Publication year - 2017
Publication title -
anz journal of surgery
Language(s) - English
Resource type - Journals
SCImago Journal Rank - 0.426
H-Index - 70
eISSN - 1445-2197
pISSN - 1445-1433
DOI - 10.1111/ans.13824
Subject(s) - medicine , surgery , abdominal surgery , cholecystectomy , retrospective cohort study , emergency department , general surgery , emergency medicine , psychiatry
Background Interhospital transfer of patients requiring emergency surgery is common practice. It has the potential to delay surgical intervention, increase rate of complications and thus length of hospital stay.

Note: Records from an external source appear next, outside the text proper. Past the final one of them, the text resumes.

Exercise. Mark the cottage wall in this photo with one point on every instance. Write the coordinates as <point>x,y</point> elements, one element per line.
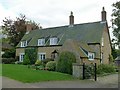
<point>48,50</point>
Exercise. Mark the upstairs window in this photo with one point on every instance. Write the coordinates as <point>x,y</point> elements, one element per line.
<point>41,42</point>
<point>23,43</point>
<point>53,41</point>
<point>102,41</point>
<point>91,56</point>
<point>42,56</point>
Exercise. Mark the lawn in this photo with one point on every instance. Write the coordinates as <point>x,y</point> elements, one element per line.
<point>27,75</point>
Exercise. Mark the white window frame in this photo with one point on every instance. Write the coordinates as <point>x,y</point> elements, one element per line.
<point>21,57</point>
<point>53,41</point>
<point>23,43</point>
<point>41,56</point>
<point>91,56</point>
<point>41,42</point>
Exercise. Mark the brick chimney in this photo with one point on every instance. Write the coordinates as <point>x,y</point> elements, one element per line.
<point>29,27</point>
<point>103,14</point>
<point>71,19</point>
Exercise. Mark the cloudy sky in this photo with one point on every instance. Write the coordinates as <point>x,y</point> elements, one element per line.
<point>51,13</point>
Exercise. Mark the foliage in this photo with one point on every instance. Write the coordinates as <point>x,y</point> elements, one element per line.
<point>51,65</point>
<point>26,60</point>
<point>64,63</point>
<point>24,74</point>
<point>8,60</point>
<point>32,54</point>
<point>15,29</point>
<point>10,53</point>
<point>38,62</point>
<point>105,68</point>
<point>116,22</point>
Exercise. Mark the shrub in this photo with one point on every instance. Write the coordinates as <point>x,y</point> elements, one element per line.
<point>8,60</point>
<point>38,62</point>
<point>104,68</point>
<point>26,60</point>
<point>64,63</point>
<point>51,65</point>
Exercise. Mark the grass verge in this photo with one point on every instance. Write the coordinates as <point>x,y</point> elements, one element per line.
<point>26,75</point>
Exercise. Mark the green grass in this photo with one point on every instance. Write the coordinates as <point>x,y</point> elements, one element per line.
<point>26,75</point>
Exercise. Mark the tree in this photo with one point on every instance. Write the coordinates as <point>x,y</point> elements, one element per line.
<point>15,29</point>
<point>116,22</point>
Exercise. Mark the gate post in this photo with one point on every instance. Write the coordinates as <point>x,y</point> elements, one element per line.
<point>83,71</point>
<point>95,72</point>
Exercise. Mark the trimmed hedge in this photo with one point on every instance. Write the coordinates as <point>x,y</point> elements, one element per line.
<point>64,63</point>
<point>104,68</point>
<point>8,60</point>
<point>51,65</point>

Methods A retrospective cohort study was conducted of adult patients who underwent emergency surgery for abdominal pain at a large metropolitan hospital in New South Wales (Hospital A) in 2013. The impact of interhospital transfer on time to surgical intervention, post‐operative length of stay and overall length of stay was assessed. Results Of the 910 adult patients who underwent emergency surgery for abdominal pain at Hospital A in 2013, 31.9% ( n = 290) were transferred by road ambulance from a local district hospital (Hospital B). The leading surgical procedures performed were appendicectomy ( n = 299, 32.9%), cholecystectomy ( n = 174, 19.1%), gastrointestinal endoscopy ( n = 95, 10.4%), cystoscopy ( n = 86, 9.5%), hernia repair ( n = 45, 4.9%), salpingectomy ( n = 19, 2.1%) and oversewing of perforated peptic ulcer ( n = 13, 1.4%). Overall, interhospital transfer ( n = 290, 31.9%) was associated with increases in mean time to surgical intervention (14.2 h, P < 0.001), post‐operative length of stay (1.1 days, P = 0.001) and overall length of stay (1.6 days, P < 0.001). Delayed surgical intervention was observed across all procedure types except surgery for perforated peptic ulcer, where transferred patients underwent surgery within a comparable timeframe to direct admissions. Conclusion Interhospital transfer delays surgical intervention and increases length of hospital stay. This mandates attention due to the implications for patient outcomes and added burden to the healthcare system. The system did, however, show capability to appropriately expedite surgery for acutely life‐threatening cases.